Amacımız, hem şiirlerin bir kitapta toplanması, hem de hayatında hiç şiir okumayan ve kitap edinme alışkanlığı olmayan kişilere ulaşabilmekti.
*
Özellikle çevremdeki insanların şaşkınlıkları ve şiirleri okuduktan sonraki hayranlıkları görülmeye değer. Zira bir çoğu şiir yazdığımdan haberdar bile değillerdi.
*
Her gün bir şiir yazmak değilmiş hüner! Yazılan her şiirde bir konuyu, bir olayı ele almak, ama ille de satır aralarına hayatınızdan kesitler yerleştirmek ve hafızalarda yer edinebilmekmiş şiiri anlamlı ve değerli kılan. Şimdilik gelen tepkiler, eleştiriler bu yönde.
Ve son olarak acizane herkese tavsiye edebileceğim birkaç öneri.
Yazdığınız şiirlerin bir gün etrafınızdaki insanlarında okuyacağını göz önünde bulundurarak, sırf imge olsun diye şiiri anlaşılmaz kılmamak gerektiğini. Sadece bir konuya saplanıp kalmamak. Zira, bir okurun gelip şu sözü söylemesi farklı bir anlam katıyor ‘’bu şiir tam beni anlatıyor.’’ Sonra düşünüyorsunuz, ya şiirin dilinden anlamasaydı, nasıl görecekti kendisini içinde.

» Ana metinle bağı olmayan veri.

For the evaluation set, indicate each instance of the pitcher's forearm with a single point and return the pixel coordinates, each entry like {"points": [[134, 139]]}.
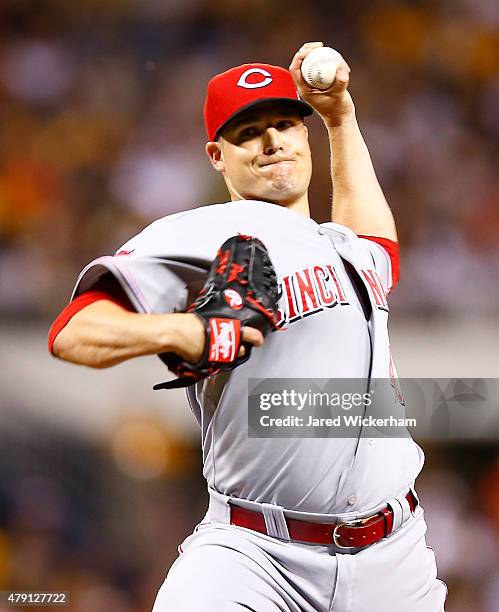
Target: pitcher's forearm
{"points": [[103, 335], [358, 200]]}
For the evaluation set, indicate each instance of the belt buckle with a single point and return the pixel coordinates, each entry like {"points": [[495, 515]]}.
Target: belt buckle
{"points": [[340, 524]]}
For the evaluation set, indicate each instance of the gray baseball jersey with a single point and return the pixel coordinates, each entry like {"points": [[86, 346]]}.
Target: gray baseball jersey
{"points": [[327, 335]]}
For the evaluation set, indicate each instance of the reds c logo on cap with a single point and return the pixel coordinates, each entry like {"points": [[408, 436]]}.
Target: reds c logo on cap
{"points": [[244, 83]]}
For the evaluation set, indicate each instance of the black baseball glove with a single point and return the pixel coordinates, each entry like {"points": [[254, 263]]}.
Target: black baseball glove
{"points": [[241, 289]]}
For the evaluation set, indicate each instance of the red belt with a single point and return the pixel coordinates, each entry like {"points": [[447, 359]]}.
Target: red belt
{"points": [[350, 534]]}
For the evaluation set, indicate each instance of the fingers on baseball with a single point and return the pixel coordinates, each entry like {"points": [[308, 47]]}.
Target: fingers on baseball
{"points": [[302, 53], [342, 78]]}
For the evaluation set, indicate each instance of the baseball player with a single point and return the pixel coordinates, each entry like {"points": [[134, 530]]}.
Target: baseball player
{"points": [[293, 524]]}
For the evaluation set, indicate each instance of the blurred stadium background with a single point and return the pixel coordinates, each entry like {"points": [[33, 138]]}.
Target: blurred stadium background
{"points": [[101, 133]]}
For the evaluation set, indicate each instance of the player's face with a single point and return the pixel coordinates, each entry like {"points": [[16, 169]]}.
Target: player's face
{"points": [[264, 155]]}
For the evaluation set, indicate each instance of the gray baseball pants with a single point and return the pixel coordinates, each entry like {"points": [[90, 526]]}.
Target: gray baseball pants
{"points": [[224, 568]]}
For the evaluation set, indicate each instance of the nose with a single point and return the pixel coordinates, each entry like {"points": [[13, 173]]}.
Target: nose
{"points": [[272, 141]]}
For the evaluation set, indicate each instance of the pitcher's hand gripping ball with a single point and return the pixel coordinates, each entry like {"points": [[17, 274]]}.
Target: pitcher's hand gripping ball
{"points": [[241, 290]]}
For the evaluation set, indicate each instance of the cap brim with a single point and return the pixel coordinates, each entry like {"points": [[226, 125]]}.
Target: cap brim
{"points": [[302, 107]]}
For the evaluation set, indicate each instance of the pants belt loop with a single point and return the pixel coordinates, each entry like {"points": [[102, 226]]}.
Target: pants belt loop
{"points": [[395, 505], [218, 508], [275, 521]]}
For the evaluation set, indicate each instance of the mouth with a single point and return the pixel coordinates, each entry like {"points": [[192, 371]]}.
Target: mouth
{"points": [[276, 161]]}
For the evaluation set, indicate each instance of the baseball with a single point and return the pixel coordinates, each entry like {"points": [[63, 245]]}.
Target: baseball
{"points": [[319, 67]]}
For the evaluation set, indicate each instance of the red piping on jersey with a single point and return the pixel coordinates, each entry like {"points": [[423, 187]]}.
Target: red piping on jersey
{"points": [[79, 303], [393, 250]]}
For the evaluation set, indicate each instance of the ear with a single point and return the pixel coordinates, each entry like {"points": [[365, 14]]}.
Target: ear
{"points": [[214, 152]]}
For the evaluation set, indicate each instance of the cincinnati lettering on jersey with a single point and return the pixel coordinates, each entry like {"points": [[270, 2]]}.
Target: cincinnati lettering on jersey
{"points": [[314, 289], [373, 282], [309, 291]]}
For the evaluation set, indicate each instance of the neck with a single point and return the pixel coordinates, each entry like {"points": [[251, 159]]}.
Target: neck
{"points": [[299, 205]]}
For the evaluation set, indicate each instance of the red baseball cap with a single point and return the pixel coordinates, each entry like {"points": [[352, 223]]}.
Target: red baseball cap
{"points": [[243, 87]]}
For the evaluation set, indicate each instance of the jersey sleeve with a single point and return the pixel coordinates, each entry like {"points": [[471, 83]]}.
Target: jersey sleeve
{"points": [[385, 254], [151, 271]]}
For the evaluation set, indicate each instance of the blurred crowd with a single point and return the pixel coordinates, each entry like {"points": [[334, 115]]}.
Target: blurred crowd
{"points": [[101, 130]]}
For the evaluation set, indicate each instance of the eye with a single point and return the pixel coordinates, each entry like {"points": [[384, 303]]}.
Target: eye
{"points": [[284, 124], [249, 132]]}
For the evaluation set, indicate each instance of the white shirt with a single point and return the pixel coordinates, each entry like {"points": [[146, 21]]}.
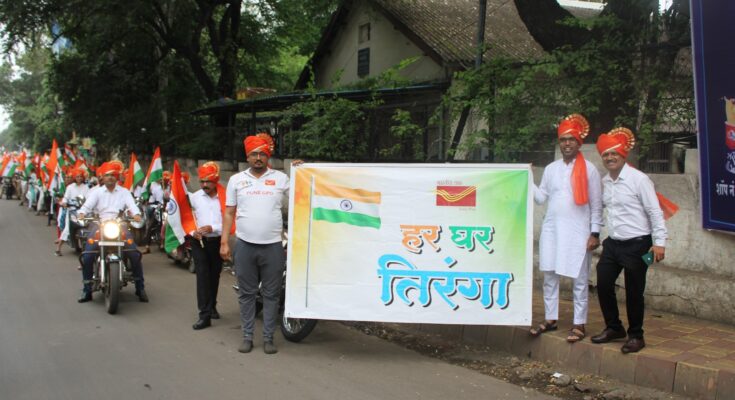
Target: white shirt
{"points": [[567, 226], [632, 207], [156, 193], [207, 211], [74, 190], [108, 203], [259, 202]]}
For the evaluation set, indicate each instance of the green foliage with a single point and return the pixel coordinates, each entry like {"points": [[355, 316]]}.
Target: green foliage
{"points": [[625, 72], [407, 134]]}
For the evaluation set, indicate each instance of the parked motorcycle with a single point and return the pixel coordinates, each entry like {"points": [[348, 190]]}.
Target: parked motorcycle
{"points": [[77, 229], [112, 269]]}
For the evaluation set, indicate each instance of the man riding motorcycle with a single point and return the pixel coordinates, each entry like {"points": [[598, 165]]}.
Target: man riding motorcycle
{"points": [[107, 201]]}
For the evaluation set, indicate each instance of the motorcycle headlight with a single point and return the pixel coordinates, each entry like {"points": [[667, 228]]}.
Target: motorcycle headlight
{"points": [[111, 230]]}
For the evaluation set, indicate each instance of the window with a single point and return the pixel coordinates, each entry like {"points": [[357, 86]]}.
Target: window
{"points": [[364, 33], [363, 62]]}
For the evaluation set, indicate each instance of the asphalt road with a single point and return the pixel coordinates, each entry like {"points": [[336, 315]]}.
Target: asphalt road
{"points": [[51, 347]]}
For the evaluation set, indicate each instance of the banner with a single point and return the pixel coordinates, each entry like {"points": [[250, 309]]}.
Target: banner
{"points": [[417, 243], [714, 63]]}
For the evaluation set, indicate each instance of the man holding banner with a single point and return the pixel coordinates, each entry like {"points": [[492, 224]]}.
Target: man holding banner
{"points": [[571, 228], [255, 201], [636, 238]]}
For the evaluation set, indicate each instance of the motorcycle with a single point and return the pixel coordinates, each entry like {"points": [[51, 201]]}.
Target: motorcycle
{"points": [[112, 270], [292, 329], [77, 229]]}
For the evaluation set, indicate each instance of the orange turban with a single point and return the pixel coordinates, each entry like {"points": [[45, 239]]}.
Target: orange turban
{"points": [[575, 125], [110, 167], [620, 139], [209, 171], [260, 142]]}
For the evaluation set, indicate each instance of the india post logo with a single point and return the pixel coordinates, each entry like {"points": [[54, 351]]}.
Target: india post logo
{"points": [[456, 196]]}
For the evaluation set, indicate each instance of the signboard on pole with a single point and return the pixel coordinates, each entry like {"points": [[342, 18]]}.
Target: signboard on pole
{"points": [[714, 63], [417, 243]]}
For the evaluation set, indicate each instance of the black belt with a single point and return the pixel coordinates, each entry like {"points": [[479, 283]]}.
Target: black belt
{"points": [[631, 240]]}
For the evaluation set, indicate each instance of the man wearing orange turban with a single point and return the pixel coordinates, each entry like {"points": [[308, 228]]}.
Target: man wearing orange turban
{"points": [[571, 227], [107, 201], [74, 190], [208, 205], [255, 200], [636, 227]]}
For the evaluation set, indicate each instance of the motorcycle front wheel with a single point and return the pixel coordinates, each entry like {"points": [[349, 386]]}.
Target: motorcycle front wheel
{"points": [[112, 289], [296, 329]]}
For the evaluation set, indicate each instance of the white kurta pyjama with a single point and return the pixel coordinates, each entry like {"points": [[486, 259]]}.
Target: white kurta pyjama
{"points": [[564, 234]]}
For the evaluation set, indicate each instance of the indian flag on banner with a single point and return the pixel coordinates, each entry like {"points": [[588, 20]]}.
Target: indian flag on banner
{"points": [[180, 217], [338, 204], [155, 172]]}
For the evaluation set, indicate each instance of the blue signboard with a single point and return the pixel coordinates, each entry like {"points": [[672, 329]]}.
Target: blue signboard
{"points": [[714, 74]]}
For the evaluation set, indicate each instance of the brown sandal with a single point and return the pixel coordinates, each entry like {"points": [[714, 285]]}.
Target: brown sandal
{"points": [[576, 334], [546, 326]]}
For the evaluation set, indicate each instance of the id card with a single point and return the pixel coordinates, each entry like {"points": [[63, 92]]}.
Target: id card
{"points": [[648, 258]]}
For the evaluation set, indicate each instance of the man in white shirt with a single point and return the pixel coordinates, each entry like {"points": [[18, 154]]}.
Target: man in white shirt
{"points": [[107, 201], [571, 227], [207, 204], [255, 199], [635, 225]]}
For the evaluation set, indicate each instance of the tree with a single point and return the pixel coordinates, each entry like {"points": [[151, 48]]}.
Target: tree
{"points": [[619, 68]]}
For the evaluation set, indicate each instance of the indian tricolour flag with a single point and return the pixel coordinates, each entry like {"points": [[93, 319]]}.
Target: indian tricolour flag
{"points": [[338, 204], [155, 172], [135, 173], [180, 221]]}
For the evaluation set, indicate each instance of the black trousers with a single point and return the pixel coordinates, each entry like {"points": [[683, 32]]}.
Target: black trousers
{"points": [[208, 267], [617, 256]]}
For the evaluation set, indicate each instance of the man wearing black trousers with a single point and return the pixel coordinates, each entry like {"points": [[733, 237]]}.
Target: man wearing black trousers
{"points": [[207, 205], [635, 224]]}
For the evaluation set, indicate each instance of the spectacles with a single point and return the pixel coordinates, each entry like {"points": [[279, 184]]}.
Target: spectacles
{"points": [[258, 154]]}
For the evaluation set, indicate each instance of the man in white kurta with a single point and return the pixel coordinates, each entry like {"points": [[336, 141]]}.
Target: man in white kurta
{"points": [[571, 226]]}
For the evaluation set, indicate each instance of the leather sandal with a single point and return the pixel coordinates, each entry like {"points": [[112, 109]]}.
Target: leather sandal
{"points": [[576, 334], [546, 326]]}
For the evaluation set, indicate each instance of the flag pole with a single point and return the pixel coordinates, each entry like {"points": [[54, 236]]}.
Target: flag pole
{"points": [[308, 244]]}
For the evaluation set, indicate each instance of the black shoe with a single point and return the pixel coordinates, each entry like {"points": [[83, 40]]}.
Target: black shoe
{"points": [[201, 324], [608, 335], [633, 345], [142, 296], [85, 297], [246, 346], [269, 347]]}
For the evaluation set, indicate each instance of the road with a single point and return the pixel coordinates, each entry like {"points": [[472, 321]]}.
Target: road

Ve tabiki edebi çizgiyi ihlal etmemek!
*
Bu vesile ile, güzel yazıyı kaleme alarak düşüncelerini esirgemeyen Sevgili Irmak Eriş kardeşime ve desteğini esirgemeyen herkese ayrı ayrı teşekkür ederim.
Saygıyla
Cömert Yılmaz tarafından 10/14/2013 7:55:01 AM zamanında düzenlenmiştir.
Henüz okumadım. Bayramdan sonra mutlaka okuyacağımdan eminim. ( Daha kitabı göremedim ) Yazıya bakınca kitap kapağına bayıldığımı söylemeden edemeyeceğim. İçerik konusunda şüphem yok. Merakla bekliyorum ve nice nice başarılı çalışmalara bu kitabın bir başlangıç olması dileğimdir. Bir imza günü düzenlemek gerek.
ANSIZIN tarafından 10/14/2013 12:35:17 AM zamanında düzenlenmiştir.